How many? Why Counting isn’t as simple as 1,2,3

A recent report from the UNESCO Institute of Statistics suggests that many children around the world are lacking the most fundamental numeracy skills. In particular, 38% of 3-5 year-olds in low-income countries are not developmentally on track with Counting (this compares to 19% for middle-income countries and 15% for low-income countries).1 In this piece, our Senior Education Specialist, Fiona Goddard, reveals that there is more to Counting than meets the eye, and shows parents and educators how they can keep track of their child’s progress through each stage of development.

One, two, three, four, five …

Children will start counting by copying counting behaviours modelled by adults. Children’s rhymes, games, and songs have set the stage for the seemingly effortless acquisition of verbal counting – repeating numbers by rote. While teaching children to count up to 10, 20 or even 100 is a start, the mere act of reciting number words does not itself equate to counting.

Counting may seem like a simple concept, but there are actually several distinct counting principles that progressively build toward a child being able to effectively count a group of objects. There are five long-established counting principles2 that children must know in order to be able to count well. Each principle can be made visible once you know what to look for and ask.

The first three principles are considered the ‘how’ of counting as they specify the way in which children must execute a count:

1. The stable-order principle
2. The one-one principle
3. The cardinal principle

The remaining two principles are the ‘what’ of counting as they define what can actually be counted:

4. The abstract principle
5. The order-irrelevance principle

Let’s look at these in more detail.

1. The stable order principle

This involves the child using a list of words to count in a repeatable order. Everyone uses these counting words and they never change. This ordered or ‘stable’ list of counting words known by the child must be at least as long as the number of items to be counted.

For example, if a child wants to count 5 items, their stable list of numbers must be to at least 5.

2. The one-one principle

Understanding that each object in a group can be counted once.
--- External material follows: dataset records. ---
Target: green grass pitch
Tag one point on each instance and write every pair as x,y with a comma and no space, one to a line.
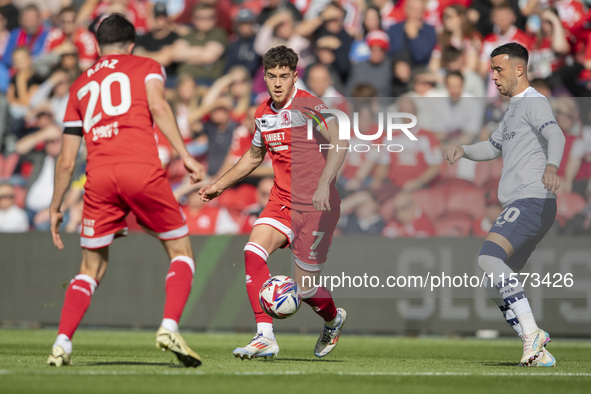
109,361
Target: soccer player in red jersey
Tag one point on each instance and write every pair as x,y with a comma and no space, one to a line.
114,106
304,206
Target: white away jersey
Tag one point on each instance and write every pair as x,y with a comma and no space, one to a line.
524,148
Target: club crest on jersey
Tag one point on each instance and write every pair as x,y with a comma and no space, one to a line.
285,118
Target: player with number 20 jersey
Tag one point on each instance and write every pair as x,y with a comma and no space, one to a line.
108,104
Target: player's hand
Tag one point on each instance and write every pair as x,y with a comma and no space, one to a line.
320,199
56,218
210,192
453,153
195,169
550,180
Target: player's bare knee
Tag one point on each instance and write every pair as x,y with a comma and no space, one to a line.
490,251
178,247
94,262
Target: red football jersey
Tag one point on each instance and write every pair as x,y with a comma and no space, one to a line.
109,102
297,161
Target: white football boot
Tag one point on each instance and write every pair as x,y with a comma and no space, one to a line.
330,336
533,344
173,341
544,359
59,357
260,346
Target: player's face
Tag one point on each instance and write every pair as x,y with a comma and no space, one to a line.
504,74
280,84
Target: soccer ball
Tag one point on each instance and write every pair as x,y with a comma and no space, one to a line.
280,297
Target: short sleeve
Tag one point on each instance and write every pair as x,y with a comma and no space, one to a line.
496,139
72,119
539,113
257,139
155,71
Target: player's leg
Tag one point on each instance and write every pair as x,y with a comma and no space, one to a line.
77,301
310,249
145,189
263,241
524,222
321,301
179,281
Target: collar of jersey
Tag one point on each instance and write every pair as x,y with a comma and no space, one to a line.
522,94
286,105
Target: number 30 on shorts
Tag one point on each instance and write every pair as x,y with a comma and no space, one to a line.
509,214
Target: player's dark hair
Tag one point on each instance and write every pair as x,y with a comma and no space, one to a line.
30,7
454,73
280,56
203,6
115,29
67,9
513,50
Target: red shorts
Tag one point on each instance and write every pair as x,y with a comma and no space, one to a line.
309,233
111,192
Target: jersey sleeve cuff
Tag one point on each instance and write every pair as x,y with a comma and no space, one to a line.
73,131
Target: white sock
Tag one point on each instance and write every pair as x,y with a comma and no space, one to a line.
334,322
266,329
65,342
505,310
170,325
527,322
511,291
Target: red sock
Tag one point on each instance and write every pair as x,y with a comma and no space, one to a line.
322,303
257,272
76,303
179,282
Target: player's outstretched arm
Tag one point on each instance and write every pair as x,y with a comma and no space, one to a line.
64,168
334,160
164,118
247,164
481,151
453,153
556,142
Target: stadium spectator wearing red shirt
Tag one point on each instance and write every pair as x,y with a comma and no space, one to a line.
68,32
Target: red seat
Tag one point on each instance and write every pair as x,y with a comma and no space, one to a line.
464,198
431,201
453,224
567,206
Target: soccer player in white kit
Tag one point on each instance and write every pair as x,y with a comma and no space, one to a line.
532,145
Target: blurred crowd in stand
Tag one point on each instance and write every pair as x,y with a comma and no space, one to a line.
430,58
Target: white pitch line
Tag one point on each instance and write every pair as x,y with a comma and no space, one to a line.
70,371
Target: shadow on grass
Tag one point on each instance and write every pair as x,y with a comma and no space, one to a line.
498,364
111,363
313,360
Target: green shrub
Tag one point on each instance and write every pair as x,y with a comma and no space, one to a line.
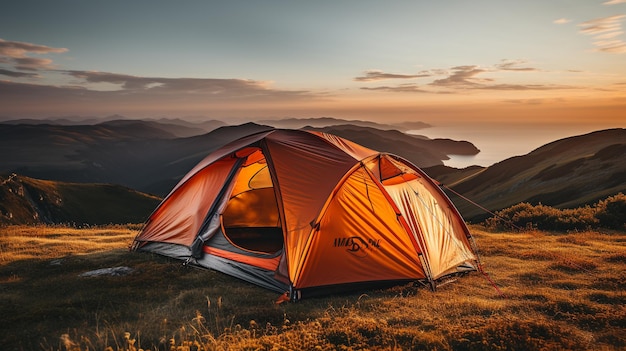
611,212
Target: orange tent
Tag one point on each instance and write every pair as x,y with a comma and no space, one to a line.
303,212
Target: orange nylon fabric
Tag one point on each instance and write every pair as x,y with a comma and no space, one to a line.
307,170
359,239
429,215
178,218
358,152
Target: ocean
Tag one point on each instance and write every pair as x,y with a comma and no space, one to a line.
499,142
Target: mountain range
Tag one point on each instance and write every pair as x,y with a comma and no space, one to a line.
152,155
566,173
26,200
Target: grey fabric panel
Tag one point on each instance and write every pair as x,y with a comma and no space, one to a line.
243,271
167,249
219,241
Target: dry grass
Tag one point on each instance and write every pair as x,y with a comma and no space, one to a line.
562,292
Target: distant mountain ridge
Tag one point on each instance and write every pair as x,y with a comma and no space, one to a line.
566,173
420,150
146,157
150,157
25,200
321,122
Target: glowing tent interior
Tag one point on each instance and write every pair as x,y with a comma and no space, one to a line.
303,212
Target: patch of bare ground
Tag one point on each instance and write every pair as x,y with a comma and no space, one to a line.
559,292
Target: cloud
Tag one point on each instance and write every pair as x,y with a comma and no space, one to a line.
403,88
461,76
468,77
145,94
606,32
602,25
18,53
14,74
376,75
208,88
512,65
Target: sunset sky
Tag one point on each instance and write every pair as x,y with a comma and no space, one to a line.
548,63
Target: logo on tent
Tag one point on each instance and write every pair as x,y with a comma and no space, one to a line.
356,245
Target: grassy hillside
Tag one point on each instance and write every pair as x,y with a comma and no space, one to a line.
561,292
566,173
25,200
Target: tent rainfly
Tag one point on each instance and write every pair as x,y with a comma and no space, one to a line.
304,213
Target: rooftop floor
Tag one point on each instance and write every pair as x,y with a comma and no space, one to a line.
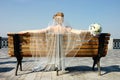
77,68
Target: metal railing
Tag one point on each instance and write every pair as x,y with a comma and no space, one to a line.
4,43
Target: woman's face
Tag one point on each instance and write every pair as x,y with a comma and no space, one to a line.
59,19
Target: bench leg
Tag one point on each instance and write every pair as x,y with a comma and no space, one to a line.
98,65
19,62
94,63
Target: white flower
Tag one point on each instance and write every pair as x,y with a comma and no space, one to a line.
95,29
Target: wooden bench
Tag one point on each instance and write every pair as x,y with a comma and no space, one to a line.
96,47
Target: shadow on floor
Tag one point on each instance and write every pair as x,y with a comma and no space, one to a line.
107,69
7,62
6,69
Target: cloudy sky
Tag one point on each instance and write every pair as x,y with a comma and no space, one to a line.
19,15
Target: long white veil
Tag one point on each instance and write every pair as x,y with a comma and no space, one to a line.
50,47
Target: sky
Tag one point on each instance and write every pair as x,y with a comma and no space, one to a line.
20,15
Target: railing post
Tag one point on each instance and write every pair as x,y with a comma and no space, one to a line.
0,42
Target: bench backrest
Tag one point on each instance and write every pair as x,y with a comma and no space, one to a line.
96,45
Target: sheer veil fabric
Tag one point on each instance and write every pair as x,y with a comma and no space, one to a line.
49,52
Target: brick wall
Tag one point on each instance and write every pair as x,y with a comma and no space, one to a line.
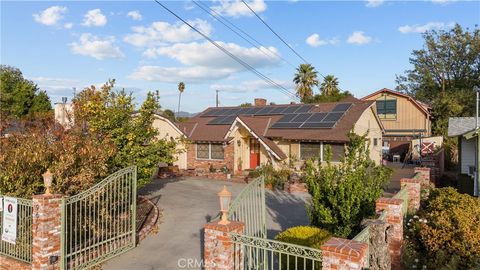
204,165
219,250
7,263
341,253
46,229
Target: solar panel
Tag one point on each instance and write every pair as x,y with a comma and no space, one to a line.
318,125
304,108
278,110
333,117
291,109
342,107
286,125
302,117
317,117
287,118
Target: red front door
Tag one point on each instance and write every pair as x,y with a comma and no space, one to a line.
254,153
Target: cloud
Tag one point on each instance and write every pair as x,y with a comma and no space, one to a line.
160,33
374,3
98,48
315,41
359,38
421,28
251,86
207,55
176,74
50,16
237,8
135,15
94,17
443,2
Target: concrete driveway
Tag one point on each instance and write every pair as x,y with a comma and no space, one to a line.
187,205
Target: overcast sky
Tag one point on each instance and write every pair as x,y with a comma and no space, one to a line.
61,45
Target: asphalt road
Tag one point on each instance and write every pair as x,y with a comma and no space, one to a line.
187,205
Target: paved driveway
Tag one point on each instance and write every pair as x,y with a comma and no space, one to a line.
187,205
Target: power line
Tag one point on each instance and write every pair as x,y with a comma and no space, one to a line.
243,63
224,21
273,31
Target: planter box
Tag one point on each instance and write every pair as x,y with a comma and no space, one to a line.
296,187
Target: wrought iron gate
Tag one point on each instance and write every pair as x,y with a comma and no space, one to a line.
253,250
99,223
249,207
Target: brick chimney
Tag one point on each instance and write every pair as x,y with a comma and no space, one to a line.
260,102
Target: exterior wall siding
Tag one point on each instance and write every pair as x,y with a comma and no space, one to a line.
167,131
368,123
409,117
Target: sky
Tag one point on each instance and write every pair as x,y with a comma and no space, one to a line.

The child says one number, and only one number, for each object being counted.

For example, how many strawberries? The child has to point and count each strawberry.

We can promote the development of this skill by regularly counting items during play and everyday life by encouraging children to:

“Tag” or move items out of the way while counting

Show quantities on their fingers

3. The cardinal principle

On condition that the one-one and stable-order principles have been followed, the child names the total number of objects in a group according to the last number used in their count. To have grasped this principle, the child needs to appreciate that the final number name is different from the earlier ones in that it not only ‘names’ the final object, signalling the end of the count, but also tells them how many objects have been counted, indicating the numerosity of the set.

For example: counting five objects and understanding that five signifies the size of the group.

You can explicitly ask the child to show you how many objects there are in the group.

4. The abstract principle

At this stage, the child understands that the preceding principles can be applied to any collection of objects, whether tangible or not. It does not matter what is counted; the way we count is always the same.

Examples include counting non-tangible quantities such as sounds, actions, words, questions or steps.

5. The order irrelevance principle

Finally, children acquire an understanding of ‘order irrelevance’ when they are able to count a group of items starting from different places.

For example, you can ask the child to count the same set of items from left-to-right, right-to-left, top-to-bottom and bottom-to-top. They should notice and understand that the answer is independent of the counting order.

Final thought

Counting is the building block of number. What this summary demonstrates is that we should not simply be asking whether or not students can count. The question is far more nuanced than that, and the five principles are a useful way to keep track of students’ development on a more granular scale. If you work with children directly, the examples above are a great way of making their thinking visible so that you can fully appreciate how they think about number.

1 Meeting commitments: are countries on track to achieve SDG4?